OPPENHEIMER STRATEGIC DIVERSIFIED INCOME FUND
Supplement dated September 19, 1994
to the Statement of Additional Information dated February 1, 1994
The Statement of Additional Information is amended as follows:
1. The Supplement dated April 25, 1994 is hereby replaced:
2. The paragraph entitled "Major Shareholders" in the section
captioned "Trustees and Officers" on page 24 is deleted in its
entirety and replaced with the following:
Major Shareholders. As of September 15, 1994, the only
person(s) known by the management of the Fund to be the
record or beneficial owner of 5% or more of the
outstanding shares of the Fund were as follows: (1) R.
Duffield & C.R. Player, Jr., Co-Trustees of the
Charitable Remainder Unitrust for Lives of Donor Ruth
McCormick Tankersley & Mark M. Miller, P.O. Box 401,
Barnesville, Maryland 20838-0401, which was the record
owner of 690,500.544 Class C shares (approximately 8.46%
of the Class C shares outstanding); (2) R. Duffield &
C.R. Player, Jr., Co-Trustees of the Charitable Remainder
Unitrust for Lives of Donor Ruth McCormick Tankersley &
Kristie Miller, P.O. Box 401, Barnesville, Maryland
20838-0401 which was the record owner of 690,500.544
Class C shares (approximately 8.46% of the Class C shares
outstanding); and (3) R. Duffield & C.R. Player, Jr., Co-
Trustees of the Charitable Remainder Unitrust for Lives
of Donor Ruth McCormick Tankersley & Tiffany Wolfe, P.O.
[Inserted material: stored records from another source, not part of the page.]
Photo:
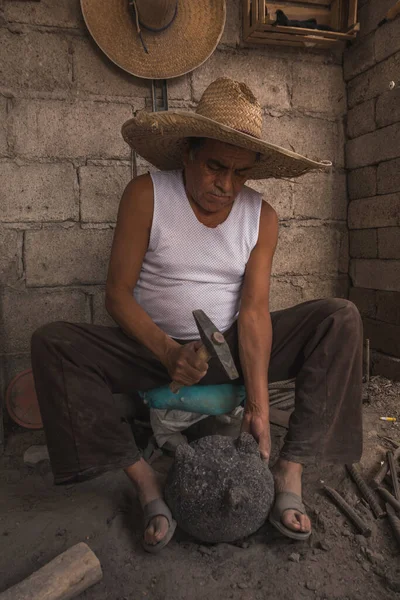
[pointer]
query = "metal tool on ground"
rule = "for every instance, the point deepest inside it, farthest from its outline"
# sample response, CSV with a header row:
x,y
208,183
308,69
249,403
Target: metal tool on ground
x,y
214,344
63,578
366,491
393,474
350,513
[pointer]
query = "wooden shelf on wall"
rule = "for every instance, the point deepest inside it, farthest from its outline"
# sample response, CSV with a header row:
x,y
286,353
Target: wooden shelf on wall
x,y
341,15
Box 401, Barnesville, Maryland 20838-0401 which was the
record owner of 690,500.544 Class C shares (approximately
8.46% of the Class C shares outstanding) (collectively,
the "Trusts"). Each such Trust has entered into an
agreement with the Fund which provides that as long as
the Trust owns the shares of the Fund, it will vote such
shares on any matter presented at a shareholders meeting
in the same proportion as other shareholders.
3. The third paragraph in the section captioned "Investment
Management Services" on page 24 is deleted in its entirety and is
replaced with the following:
The Agreement contains no expense limitation.
However, independently of the Agreement, the Manager has
voluntarily agreed to reimburse the Fund if aggregate
expenses (with specified exceptions) exceed the most
stringent state regulatory limitation on Fund expenses
applicable to the Fund. At present, this limitation,
imposed by California, limits such expenses to 2.5% of
the first $30 million of average annual net assets, 2.0%
of the next $70 million, and 1.5% of average annual net
assets in excess of $100 million. In addition,
independently of the Agreement, the Manager has
voluntarily agreed to assume any expenses of the Fund in
a fiscal year to the extent required to enable the Fund
to accrue income, net of expenses, to allow the Fund to
pay dividends at the annualized rate of $.375 per share
(pro rated for the Fund's first fiscal period, which will
be eight months). Effective May 15, 1994, the Manager
has voluntarily agreed to assume any expenses of the Fund
in a fiscal year to the extent required to enable the
Fund to accrue income, net of expenses, to allow the Fund
to pay dividends at the annualized rate of $.3525 per
share. The Fund may not necessarily pay all of its
accrued income as dividends each month. The payment of
the management fee at the end of the month will be
reduced so that there will not be any accrued but unpaid
liability under these expense limitations. The Manager
reserves the right to terminate or amend either of these
undertakings at any time. Any assumption of the Fund's
expenses under either undertaking would lower the Fund's
overall expense ratio and increase its total return
during any period in which expenses are limited.